Numéro 598, 22 novembre 2001

Les maisons de la justice et du droit

« Notre souhait serait d’avoir un travailleur social par maison de la justice »

Il en existait jusqu’à présent dans les zones dites sensibles, et voici que trois nouvelles maisons de la justice ont récemment été créées dans la capitale. C’est une justice de proximité louable, mais qui manque cruellement de prises en charge socio-éducatives… C’est ce qui ressort de notre entretien avec Marie-Annick Darmaillac chargée de mission auprès du procureur de la République de Paris.


Comment est né le projet de maisons de la justice à Paris ?

Le projet des maisons de la justice à Paris est né au sein du conseil départemental d’accès aux droits. Cela montre bien qu’il existe une volonté de développer une information juridique et gratuite de proximité pour les citoyens les plus défavorisés. Parallèlement, le parquet s’était engagé dans une démarche de sectorisation afin de développer une justice de proximité dont l’objectif est de mieux travailler avec la police urbaine de proximité, de développer le traitement en temps réel des procédures et de diversifier les mesures prises à l’encontre des délinquants.
Il convenait ensuite de se déterminer sur le nombre de maisons de la justice. Nous n’avions pas la possibilité d’en ouvrir une par arrondissement. Nous avons donc fait le choix d’en créer une par secteur de Paris : une pour le sud (rive gauche) dans le XIVe arrondissement, une pour le nord-est dans le Xe arrondissement, une troisième pour le nord-ouest dans le XVIIe arrondissement.

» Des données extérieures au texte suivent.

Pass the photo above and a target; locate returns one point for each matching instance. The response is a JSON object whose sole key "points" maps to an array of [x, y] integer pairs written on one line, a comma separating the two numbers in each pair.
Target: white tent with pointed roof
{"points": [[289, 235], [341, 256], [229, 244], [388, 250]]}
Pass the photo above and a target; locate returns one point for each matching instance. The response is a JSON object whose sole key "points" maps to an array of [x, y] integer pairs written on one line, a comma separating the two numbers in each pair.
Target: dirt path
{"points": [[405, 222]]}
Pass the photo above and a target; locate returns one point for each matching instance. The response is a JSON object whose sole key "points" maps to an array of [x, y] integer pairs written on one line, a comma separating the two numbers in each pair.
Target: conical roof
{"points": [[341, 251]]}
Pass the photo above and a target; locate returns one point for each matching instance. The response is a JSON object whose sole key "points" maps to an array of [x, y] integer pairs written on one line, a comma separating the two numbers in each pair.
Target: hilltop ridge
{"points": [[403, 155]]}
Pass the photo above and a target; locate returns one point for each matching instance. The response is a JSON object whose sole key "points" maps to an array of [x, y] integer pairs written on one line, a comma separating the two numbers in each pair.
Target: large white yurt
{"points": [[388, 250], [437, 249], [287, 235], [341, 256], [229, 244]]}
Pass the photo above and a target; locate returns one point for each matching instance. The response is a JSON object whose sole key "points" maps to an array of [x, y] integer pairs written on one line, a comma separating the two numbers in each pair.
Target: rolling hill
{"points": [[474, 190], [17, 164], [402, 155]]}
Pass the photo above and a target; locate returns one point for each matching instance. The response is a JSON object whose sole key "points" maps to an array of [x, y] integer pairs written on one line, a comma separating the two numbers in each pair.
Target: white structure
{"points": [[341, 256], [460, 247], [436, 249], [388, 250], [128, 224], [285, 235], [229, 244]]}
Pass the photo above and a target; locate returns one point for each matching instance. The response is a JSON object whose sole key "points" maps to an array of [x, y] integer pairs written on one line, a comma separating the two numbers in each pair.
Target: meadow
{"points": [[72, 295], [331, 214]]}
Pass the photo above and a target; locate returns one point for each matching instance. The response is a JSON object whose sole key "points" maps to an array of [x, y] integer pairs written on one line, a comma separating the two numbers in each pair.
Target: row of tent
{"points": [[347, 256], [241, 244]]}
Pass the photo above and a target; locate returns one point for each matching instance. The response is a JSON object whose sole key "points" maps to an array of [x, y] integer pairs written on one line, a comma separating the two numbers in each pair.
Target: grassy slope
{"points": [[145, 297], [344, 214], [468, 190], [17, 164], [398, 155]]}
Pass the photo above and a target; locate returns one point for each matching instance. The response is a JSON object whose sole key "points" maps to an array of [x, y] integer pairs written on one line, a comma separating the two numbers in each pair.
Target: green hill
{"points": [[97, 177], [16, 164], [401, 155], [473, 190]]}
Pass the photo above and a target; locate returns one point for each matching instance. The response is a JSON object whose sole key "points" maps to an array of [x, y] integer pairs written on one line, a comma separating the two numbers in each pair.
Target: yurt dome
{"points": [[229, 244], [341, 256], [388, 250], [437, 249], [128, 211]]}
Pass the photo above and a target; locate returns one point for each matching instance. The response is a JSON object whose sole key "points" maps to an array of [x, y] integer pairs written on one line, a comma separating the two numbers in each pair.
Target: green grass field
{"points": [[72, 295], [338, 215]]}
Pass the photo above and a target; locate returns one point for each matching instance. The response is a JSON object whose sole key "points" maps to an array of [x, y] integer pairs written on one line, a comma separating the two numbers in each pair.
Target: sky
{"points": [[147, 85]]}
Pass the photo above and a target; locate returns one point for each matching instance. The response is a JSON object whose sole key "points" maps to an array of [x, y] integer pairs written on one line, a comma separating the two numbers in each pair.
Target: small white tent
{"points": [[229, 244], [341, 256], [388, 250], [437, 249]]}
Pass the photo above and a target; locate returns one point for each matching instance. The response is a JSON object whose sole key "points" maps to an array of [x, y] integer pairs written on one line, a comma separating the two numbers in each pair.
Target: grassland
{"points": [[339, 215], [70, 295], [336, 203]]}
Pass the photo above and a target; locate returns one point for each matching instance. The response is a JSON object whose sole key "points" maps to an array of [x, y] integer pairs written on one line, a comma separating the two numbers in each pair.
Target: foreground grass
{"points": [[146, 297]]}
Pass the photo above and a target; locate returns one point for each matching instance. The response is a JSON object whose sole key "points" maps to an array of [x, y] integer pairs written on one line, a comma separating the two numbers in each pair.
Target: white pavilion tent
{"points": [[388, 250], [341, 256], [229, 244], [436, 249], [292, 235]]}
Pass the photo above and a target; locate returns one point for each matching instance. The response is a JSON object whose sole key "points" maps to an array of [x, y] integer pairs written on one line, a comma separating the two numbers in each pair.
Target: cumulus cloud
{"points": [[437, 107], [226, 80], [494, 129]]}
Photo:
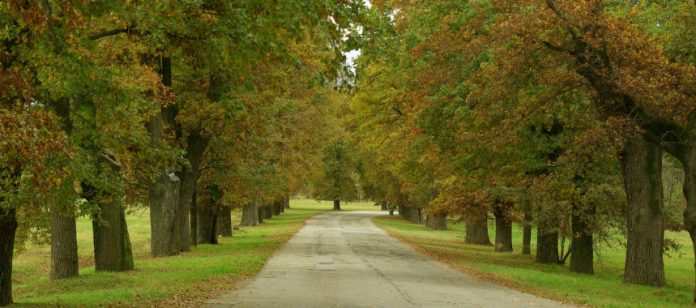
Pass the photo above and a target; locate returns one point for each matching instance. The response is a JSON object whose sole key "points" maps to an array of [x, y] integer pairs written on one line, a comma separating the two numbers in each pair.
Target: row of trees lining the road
{"points": [[554, 114], [190, 108]]}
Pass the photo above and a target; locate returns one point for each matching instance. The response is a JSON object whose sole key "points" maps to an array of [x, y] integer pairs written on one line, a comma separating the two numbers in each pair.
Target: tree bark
{"points": [[268, 211], [277, 206], [193, 218], [582, 254], [225, 220], [8, 227], [477, 232], [195, 149], [403, 212], [250, 215], [164, 196], [64, 260], [436, 221], [112, 247], [527, 233], [642, 171], [503, 230], [415, 215], [547, 247], [207, 217], [261, 213]]}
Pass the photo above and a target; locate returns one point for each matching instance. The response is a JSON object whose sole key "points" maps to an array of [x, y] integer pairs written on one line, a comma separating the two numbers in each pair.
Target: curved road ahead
{"points": [[341, 259]]}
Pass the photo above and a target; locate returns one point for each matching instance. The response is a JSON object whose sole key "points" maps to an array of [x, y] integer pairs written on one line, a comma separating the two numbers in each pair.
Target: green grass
{"points": [[205, 271], [604, 289]]}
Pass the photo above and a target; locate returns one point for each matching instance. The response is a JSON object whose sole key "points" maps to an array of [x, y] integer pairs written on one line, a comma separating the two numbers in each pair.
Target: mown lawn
{"points": [[175, 281], [604, 289]]}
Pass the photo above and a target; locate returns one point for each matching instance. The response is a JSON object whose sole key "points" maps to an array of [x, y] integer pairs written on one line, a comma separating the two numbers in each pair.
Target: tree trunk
{"points": [[436, 221], [225, 221], [642, 170], [193, 218], [64, 260], [250, 215], [582, 254], [195, 149], [415, 215], [503, 230], [164, 196], [477, 232], [207, 217], [8, 227], [112, 247], [547, 247], [261, 213], [403, 212], [276, 207], [268, 211], [527, 233]]}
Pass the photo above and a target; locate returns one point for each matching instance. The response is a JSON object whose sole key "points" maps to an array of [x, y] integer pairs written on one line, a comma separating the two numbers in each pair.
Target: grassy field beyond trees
{"points": [[603, 289], [191, 276]]}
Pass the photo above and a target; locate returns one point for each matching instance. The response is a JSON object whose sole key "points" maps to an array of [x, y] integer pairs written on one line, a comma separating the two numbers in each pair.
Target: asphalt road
{"points": [[341, 259]]}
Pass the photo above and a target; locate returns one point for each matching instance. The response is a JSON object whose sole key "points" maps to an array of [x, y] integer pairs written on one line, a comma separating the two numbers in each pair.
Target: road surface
{"points": [[341, 259]]}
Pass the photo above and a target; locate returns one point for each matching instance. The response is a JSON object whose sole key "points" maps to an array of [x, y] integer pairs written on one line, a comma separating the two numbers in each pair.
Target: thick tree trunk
{"points": [[164, 197], [261, 213], [403, 212], [64, 260], [225, 220], [268, 211], [547, 247], [8, 227], [195, 149], [527, 233], [477, 232], [503, 230], [415, 215], [250, 215], [642, 170], [582, 254], [193, 218], [207, 217], [277, 206], [112, 247], [436, 221]]}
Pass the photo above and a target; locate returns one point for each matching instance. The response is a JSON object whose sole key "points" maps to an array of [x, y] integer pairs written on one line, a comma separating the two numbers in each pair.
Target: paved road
{"points": [[341, 259]]}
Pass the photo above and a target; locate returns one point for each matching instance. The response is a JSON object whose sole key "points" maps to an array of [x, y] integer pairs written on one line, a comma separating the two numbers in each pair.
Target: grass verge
{"points": [[604, 289], [183, 280]]}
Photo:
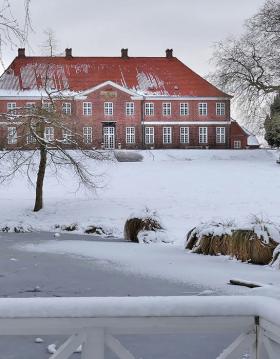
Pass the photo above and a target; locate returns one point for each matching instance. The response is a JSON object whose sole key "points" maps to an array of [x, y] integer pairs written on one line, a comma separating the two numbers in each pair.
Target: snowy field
{"points": [[185, 187]]}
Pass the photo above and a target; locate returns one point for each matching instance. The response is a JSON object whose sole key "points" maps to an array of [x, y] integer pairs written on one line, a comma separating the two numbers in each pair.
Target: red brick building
{"points": [[125, 102]]}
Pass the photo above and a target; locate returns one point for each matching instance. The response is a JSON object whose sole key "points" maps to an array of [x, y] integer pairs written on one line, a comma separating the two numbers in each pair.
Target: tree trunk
{"points": [[40, 180]]}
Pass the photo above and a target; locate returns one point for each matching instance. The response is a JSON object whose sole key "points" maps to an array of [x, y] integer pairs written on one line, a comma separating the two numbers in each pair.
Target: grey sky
{"points": [[146, 28]]}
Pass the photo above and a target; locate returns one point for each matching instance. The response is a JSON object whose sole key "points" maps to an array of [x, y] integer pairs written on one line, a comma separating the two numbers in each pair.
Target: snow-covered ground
{"points": [[185, 187]]}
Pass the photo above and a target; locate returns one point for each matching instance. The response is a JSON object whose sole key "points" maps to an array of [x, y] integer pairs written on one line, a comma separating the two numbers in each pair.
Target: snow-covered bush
{"points": [[128, 156], [252, 242], [144, 227], [276, 258], [95, 230]]}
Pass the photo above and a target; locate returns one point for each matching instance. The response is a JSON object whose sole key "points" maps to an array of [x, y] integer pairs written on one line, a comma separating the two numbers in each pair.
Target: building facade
{"points": [[122, 102]]}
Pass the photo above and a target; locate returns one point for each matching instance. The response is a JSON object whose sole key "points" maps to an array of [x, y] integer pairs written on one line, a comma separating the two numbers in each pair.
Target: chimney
{"points": [[124, 53], [68, 53], [21, 52], [169, 53]]}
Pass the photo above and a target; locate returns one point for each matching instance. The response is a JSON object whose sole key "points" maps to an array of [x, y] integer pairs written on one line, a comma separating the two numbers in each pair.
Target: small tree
{"points": [[272, 124], [42, 136], [248, 66]]}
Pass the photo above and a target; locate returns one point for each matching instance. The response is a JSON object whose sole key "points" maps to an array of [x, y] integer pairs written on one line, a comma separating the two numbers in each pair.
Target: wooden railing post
{"points": [[94, 345]]}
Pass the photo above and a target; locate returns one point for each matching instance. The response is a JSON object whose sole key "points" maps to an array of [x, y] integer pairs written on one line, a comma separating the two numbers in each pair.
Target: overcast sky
{"points": [[146, 27]]}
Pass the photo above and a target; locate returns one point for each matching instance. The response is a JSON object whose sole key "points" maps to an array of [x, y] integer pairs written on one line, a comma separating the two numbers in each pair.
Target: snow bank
{"points": [[124, 307]]}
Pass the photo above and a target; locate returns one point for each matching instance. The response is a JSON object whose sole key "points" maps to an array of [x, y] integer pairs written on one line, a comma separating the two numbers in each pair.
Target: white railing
{"points": [[94, 322]]}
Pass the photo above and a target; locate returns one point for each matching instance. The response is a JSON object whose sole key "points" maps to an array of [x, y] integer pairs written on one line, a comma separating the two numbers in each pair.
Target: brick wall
{"points": [[77, 120]]}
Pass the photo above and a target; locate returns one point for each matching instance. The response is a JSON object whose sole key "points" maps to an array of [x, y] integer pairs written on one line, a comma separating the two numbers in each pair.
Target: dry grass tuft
{"points": [[242, 244], [134, 225]]}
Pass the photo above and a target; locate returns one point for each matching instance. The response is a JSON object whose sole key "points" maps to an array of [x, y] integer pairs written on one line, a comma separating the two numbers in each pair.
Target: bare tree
{"points": [[11, 32], [50, 45], [248, 66], [42, 136]]}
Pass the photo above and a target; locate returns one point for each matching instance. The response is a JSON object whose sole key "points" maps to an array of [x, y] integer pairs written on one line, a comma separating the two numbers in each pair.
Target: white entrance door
{"points": [[109, 137]]}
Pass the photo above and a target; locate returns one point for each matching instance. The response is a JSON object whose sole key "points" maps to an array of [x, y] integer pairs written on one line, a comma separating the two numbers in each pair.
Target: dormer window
{"points": [[108, 108]]}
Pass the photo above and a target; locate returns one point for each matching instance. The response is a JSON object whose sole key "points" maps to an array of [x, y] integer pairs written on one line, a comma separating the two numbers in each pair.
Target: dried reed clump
{"points": [[134, 225], [242, 244]]}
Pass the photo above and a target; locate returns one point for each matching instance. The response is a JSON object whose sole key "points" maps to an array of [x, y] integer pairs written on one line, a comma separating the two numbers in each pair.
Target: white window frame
{"points": [[129, 108], [11, 107], [87, 108], [108, 108], [166, 109], [12, 135], [220, 135], [220, 109], [30, 106], [49, 134], [237, 144], [130, 135], [203, 135], [30, 139], [202, 109], [167, 135], [149, 109], [67, 108], [184, 109], [87, 135], [66, 135], [184, 135], [149, 135], [48, 106]]}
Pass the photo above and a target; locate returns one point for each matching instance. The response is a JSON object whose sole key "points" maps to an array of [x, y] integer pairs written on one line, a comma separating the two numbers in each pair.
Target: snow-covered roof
{"points": [[151, 76]]}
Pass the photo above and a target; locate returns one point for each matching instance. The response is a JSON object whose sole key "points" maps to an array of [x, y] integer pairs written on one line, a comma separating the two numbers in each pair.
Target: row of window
{"points": [[49, 135], [184, 135], [130, 135], [149, 108]]}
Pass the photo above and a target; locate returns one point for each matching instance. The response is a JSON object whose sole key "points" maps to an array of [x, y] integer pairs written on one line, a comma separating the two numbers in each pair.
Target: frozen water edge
{"points": [[169, 262]]}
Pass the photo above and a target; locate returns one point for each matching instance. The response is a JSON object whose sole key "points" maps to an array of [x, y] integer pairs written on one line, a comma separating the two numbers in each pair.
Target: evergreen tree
{"points": [[272, 123]]}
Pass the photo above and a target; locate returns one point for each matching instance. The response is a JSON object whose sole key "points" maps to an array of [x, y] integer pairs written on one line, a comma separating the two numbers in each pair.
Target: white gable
{"points": [[113, 84]]}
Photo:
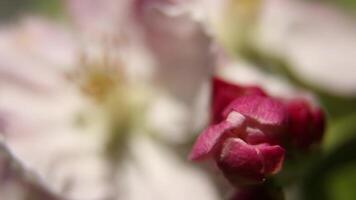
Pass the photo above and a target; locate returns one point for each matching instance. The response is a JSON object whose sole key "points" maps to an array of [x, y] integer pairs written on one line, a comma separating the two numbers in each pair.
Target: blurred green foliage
{"points": [[12, 9]]}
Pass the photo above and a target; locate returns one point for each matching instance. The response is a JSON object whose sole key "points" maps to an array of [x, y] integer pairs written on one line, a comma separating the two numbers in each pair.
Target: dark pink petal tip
{"points": [[223, 93], [265, 110], [306, 124], [213, 135], [245, 164]]}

Quels sont les thèmes centraux traités dans ces structures ?

Il y en a trois :
• Le pénal, nous proposons des mesures alternatives aux poursuites : médiation pénale et rappel à la loi pour lesquelles nous avons créé des postes de délégués du procureur. Ces mesures ont une vocation pédagogique, notre but est d’éviter de passer du classement sans suite au passage devant le tribunal correctionnel. Pour ce qui concerne la médiation pénale il s’agit de donner une réponse adaptée qui soit acceptée par la victime mais qui suppose chez l’agresseur une volonté de s’amender.
• Le règlement à l’amiable des litiges : des permanences de conciliateur de justice ont lieu, un délégué départemental du médiateur de la République reçoit également les personnes qui ont des litiges avec l’administration.
• L’accès au droit : en plus d’un accueil généraliste permanent est organisée chaque jour, une permanence spécialisée sur un thème qui relève de la vie quotidienne tels que le droit du logement, de la consommation, des étrangers, du travail, des majeurs protégés etc. Des associations tiennent des permanences d’informations juridiques gratuites qui sont complétées par des consultations avec des avocats et des huissiers.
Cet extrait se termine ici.